In the auditorium the minstrels were taking a break from rehearsal. They sprawled around the stage on boxes and folded drapes, smoking.
“Good morning, Miss North,” Bones called out.
Mary stopped at the foot of the stage. “Good morning, Mr. Bones. How goes the minstrelsy trade?”
“In its usual way—thank you for asking—which is to say, proportionate with your people’s kind purchase of tickets. How goes teaching?”
“In its customary manner, thank you, with two steps forward and one point five back, or half a step forward when expressed in net terms.”
He came to the front of the stage. “A minute of your time, Miss North? Which I believe is one sixtieth of an hour when expressed as a fraction?”
They climbed up to a high row in the auditorium and sat on the fold-down seats, leaving an empty one between them.
“This thing you’re doing for our children,” he said. “So kind. Though there’s been some talk that it might be better if you didn’t come every day.”
She smiled. “Children will say that, won’t they? But the truth is, letters and arithmetic come best through daily practice. I try to make it fun, but there’s no substitute for the weekday grind.”
Bones looked at his hands. “The talk that you might come less often. It isn’t from the children.”
“Oh. I see.”
“It isn’t that we’re not grateful. What you’ve done for them is terrific. I see kids who couldn’t read who are writing now. I see kids who wouldn’t talk, and suddenly they won’t quit nagging me for money.”
“Well, then . . .”
“It’s just that these things don’t always end well. See what I’m saying?”
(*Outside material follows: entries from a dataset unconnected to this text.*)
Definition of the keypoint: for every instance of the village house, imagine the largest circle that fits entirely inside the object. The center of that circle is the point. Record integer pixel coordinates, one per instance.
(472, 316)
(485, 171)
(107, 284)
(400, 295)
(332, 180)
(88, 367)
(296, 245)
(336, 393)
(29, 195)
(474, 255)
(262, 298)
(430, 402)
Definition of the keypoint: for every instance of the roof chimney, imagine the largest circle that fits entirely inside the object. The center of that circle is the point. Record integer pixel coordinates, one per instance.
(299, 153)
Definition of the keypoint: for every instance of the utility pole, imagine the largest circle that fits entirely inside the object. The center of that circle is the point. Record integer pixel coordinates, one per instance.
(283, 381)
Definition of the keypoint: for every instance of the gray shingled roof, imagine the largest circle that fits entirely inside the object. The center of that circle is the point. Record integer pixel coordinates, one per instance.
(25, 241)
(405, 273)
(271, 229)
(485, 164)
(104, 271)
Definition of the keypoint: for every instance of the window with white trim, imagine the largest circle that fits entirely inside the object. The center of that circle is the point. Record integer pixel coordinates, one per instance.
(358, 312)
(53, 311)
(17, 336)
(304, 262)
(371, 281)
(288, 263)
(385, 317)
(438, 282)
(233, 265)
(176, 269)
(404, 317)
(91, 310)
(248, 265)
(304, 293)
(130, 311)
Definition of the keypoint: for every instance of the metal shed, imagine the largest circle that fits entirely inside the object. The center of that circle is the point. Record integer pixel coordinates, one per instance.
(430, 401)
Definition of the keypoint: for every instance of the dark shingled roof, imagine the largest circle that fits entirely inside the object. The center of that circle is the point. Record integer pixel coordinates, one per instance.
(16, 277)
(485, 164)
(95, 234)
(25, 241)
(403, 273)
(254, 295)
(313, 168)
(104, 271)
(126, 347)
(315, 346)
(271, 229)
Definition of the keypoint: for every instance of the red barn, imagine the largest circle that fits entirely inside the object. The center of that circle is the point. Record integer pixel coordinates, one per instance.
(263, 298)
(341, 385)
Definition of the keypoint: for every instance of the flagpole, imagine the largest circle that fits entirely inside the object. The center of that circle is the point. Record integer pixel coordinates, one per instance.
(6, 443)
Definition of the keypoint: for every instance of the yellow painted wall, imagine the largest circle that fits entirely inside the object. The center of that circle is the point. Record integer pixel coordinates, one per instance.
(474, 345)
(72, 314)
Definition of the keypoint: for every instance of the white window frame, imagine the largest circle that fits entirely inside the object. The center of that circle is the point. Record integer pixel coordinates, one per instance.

“I’m not sure I do. Surely it doesn’t harm them to learn? Quite the reverse: when their peers come back from the countryside, they’ll need to hold their own.”
“We’re not saying they shouldn’t be learning. We’re maybe asking, respectfully, if you’re the best one to teach them.”
Down on the stage the minstrels were rehearsing a slapstick piece, with a long plank and all its attendant physics. Mary had never realized how many men must be hit in the face before such a thing became funny.
“The fact is,” said Bones, “we’ve got our thing going on here, and people leave us alone. We have our trade, and this theater to work in, and a home of sorts for the children who’ve lost their people. While it’s just us, no one pays us mind. But if people thought we were mixing, they’d pay us more attention. Which for us is like daylight for vampires, you see what I’m saying? There’s an understanding between life and the colored entertainer. Your people give us a corner of the night, and we don’t darken your day.”
“But I hardly come and go with a fanfare. I use the stage door and I teach in the basement.”
“You may come discreetly into our place, Miss North, but I wonder how carefully you leave yours.”
“I don’t brag about what I’m doing, if that’s what you mean.”
“Do your friends know? Do your mother and father?”
“Yes, but—”
“And do they wholeheartedly approve?”